As with all statistics, there is a danger of people twisting data to support an agenda, says Kentucky’s Zook. “Saying I ran a big data analysis on this issue is very powerful rhetorically.” But he thinks the ability of citizens to challenge official analyses can help balance potential misuse. The increasing adoption of open data by technology companies and governments makes this increasingly feasible.
But big data analysis is resource-intensive and citizen scientists will always be outgunned by large institutions. There may be little help from academia, says Stanford’s McFarland, as funding is aimed at new discoveries not validating previous work. He’d like data science to follow the lead of psychology, which has recently focused on retesting old research and finding much is not replicable, but he’s not optimistic. “Everything is moving so quickly we’ve all moved on by the time we realise something is not right,” he says.
Everyone E&T spoke to cautioned against throwing out the baby with the bathwater. Big data’s potential benefits to society are greater than the risks. And as much as it can incorporate bias it can also help challenge it, whether that’s Google using it to tackle diversity issues in its workforce or companies like LexisNexis creating alternative credit scores that help the traditionally excluded to access credit.
The data needs to be collected and handled in a way that tries to avoid biases that are sometimes hard to foresee. In 1952 the Boston Symphony Orchestra initiated blind auditions to help diversify its male-dominated roster, but trials still skewed heavily towards men. After musicians removed their shoes nearly 50 per cent of the women cleared the first audition. It turned out the sound of their high heels was biasing judges subconsciously. “Learning you’re biased doesn’t change your decisions,” says Harvard’s King. “It needs a procedure.”

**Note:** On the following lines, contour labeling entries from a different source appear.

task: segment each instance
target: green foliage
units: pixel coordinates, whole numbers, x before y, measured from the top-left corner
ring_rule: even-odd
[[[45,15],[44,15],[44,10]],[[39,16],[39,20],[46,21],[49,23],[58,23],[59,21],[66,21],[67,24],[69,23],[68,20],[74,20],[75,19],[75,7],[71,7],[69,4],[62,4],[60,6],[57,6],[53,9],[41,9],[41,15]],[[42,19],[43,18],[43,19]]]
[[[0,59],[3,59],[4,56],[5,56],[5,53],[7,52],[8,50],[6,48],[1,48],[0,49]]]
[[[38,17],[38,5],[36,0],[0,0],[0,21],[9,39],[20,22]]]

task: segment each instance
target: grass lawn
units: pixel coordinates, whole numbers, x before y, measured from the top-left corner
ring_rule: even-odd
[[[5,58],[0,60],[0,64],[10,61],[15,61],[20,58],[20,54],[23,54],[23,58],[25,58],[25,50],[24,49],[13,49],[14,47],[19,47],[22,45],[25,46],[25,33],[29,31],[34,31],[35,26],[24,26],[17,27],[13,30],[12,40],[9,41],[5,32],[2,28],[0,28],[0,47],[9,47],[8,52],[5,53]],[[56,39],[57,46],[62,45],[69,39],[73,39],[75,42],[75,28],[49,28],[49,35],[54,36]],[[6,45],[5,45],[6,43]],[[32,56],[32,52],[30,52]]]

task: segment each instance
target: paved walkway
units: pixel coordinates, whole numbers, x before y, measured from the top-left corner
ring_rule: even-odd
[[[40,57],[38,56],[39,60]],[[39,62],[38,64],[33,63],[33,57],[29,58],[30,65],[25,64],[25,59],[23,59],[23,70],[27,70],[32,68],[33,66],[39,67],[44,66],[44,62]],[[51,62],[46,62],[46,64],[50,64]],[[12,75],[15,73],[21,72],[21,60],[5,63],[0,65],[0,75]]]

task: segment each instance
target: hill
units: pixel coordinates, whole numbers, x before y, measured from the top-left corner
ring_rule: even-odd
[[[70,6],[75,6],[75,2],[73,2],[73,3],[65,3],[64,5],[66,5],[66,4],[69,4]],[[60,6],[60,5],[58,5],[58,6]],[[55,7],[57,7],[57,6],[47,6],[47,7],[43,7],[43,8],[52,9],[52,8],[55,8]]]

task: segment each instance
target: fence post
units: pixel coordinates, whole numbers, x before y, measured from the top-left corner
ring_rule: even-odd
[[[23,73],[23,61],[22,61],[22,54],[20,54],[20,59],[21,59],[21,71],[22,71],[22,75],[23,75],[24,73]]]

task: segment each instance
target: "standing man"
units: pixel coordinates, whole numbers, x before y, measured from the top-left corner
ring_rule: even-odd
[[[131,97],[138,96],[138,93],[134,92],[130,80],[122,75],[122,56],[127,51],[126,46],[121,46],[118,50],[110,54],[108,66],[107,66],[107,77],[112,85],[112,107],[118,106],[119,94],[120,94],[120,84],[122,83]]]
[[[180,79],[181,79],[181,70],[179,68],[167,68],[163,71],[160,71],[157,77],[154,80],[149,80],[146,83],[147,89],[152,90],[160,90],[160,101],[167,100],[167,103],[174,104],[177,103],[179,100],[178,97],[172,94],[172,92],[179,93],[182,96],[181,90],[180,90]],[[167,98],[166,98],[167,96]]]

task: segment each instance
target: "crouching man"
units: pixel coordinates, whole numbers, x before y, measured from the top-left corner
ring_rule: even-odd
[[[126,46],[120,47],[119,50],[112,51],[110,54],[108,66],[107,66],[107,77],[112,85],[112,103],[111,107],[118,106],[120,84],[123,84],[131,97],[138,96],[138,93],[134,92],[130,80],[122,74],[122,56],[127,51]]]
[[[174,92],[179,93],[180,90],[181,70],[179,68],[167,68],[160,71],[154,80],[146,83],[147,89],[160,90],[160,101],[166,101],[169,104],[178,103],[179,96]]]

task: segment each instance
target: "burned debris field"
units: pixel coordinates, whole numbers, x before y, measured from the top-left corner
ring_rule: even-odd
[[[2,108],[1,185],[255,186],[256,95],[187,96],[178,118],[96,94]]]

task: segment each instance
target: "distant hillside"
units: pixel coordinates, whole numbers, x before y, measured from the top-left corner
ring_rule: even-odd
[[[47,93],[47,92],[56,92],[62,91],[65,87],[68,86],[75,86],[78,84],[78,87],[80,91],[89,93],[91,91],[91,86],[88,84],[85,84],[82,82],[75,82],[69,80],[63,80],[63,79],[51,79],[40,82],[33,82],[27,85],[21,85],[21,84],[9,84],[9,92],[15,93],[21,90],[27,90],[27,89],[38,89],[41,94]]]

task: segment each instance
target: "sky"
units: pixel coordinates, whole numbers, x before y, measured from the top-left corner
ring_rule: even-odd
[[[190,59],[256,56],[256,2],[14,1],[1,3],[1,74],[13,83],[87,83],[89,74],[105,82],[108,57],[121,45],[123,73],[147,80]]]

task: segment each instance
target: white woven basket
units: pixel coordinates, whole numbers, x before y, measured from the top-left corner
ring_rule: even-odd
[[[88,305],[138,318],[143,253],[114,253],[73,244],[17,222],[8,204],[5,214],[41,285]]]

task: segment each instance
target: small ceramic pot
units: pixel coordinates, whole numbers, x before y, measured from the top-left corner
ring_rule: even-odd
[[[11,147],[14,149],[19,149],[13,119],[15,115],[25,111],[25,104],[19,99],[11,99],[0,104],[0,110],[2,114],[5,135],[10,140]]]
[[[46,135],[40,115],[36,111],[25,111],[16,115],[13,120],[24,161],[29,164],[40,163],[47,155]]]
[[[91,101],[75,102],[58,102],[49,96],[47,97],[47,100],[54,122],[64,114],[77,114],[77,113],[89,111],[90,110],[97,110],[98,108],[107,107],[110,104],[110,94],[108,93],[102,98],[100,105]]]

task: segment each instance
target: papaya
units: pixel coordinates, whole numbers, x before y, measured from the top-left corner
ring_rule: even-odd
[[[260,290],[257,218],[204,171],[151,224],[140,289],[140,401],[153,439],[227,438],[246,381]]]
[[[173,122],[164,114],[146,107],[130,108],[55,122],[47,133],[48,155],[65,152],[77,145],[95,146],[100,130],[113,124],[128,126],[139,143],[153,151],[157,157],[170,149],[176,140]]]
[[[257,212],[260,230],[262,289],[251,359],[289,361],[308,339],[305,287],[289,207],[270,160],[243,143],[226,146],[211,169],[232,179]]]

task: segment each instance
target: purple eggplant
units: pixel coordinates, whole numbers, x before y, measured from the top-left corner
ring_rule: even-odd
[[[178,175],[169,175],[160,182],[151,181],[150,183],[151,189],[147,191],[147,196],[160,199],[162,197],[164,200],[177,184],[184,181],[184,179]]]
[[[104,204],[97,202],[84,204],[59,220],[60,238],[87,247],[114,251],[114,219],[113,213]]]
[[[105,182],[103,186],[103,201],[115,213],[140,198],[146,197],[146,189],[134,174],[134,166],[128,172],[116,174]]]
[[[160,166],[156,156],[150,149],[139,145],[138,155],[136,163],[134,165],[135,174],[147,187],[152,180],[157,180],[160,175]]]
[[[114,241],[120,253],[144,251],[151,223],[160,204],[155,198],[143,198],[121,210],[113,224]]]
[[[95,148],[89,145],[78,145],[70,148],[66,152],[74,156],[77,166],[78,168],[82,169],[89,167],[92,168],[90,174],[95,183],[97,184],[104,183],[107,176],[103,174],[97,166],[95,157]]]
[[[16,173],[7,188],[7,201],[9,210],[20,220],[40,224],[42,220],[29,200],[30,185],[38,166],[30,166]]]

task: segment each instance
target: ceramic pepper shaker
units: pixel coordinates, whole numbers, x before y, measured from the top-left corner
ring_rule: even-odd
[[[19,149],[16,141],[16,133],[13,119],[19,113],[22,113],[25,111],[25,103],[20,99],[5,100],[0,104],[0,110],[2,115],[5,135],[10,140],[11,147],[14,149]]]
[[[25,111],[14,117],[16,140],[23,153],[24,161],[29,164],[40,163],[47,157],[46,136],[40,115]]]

Without solid guidelines or policy on these issues data scientists and engineers are being left to make calls outside their remit. “They are hungry for guidance in this area,” says Toyota’s Adler. He says the “geeks, suits and wonks” have been used to operating sequentially. Geeks create technology, suits make it successful and wonks manage the repercussions. But the pace of progress is pushing their worlds together, he says. “It’s not serial any more. Everyone needs to come together at the same time. They need to learn each other’s vocabulary.”
Google flu tracker shows symptoms of unreliable data analytics
The poster boy for Big Data analytics failures is undoubtedly Google Flu Trends (GFT). Launched in 2008, the service promised near real-time tracking of flu prevalence based on analysis of Google searches for flu-related information.
It initially performed well, producing accurate estimates two weeks ahead of the US Centers for Disease Control (CDC). But GFT’s figures began to diverge significantly from the CDC data in 2012, peaking in late summer (see graph). In 2013 the system made the headlines when it became clear it had been predicting more than twice as many doctor visits as the CDC.
In a 2014 paper, Professor David Lazer of Northeastern University in Boston, Massachusetts, attributed this growing inaccuracy to a failure to take account of changing search dynamics – due to changes both in the search algorithms and in how consumers used Google.
Lazer warned that Twitter and Facebook similarly re-engineered their algorithms constantly, raising important issues for those analysing social-media data. “It’s not a scientific instrument that’s meant to collect information about the state of the world,” he said. “It is being repurposed for something it’s not designed for.”
Google stopped publishing Flu Trends in 2015, but still makes the search-signal data available to medical researchers.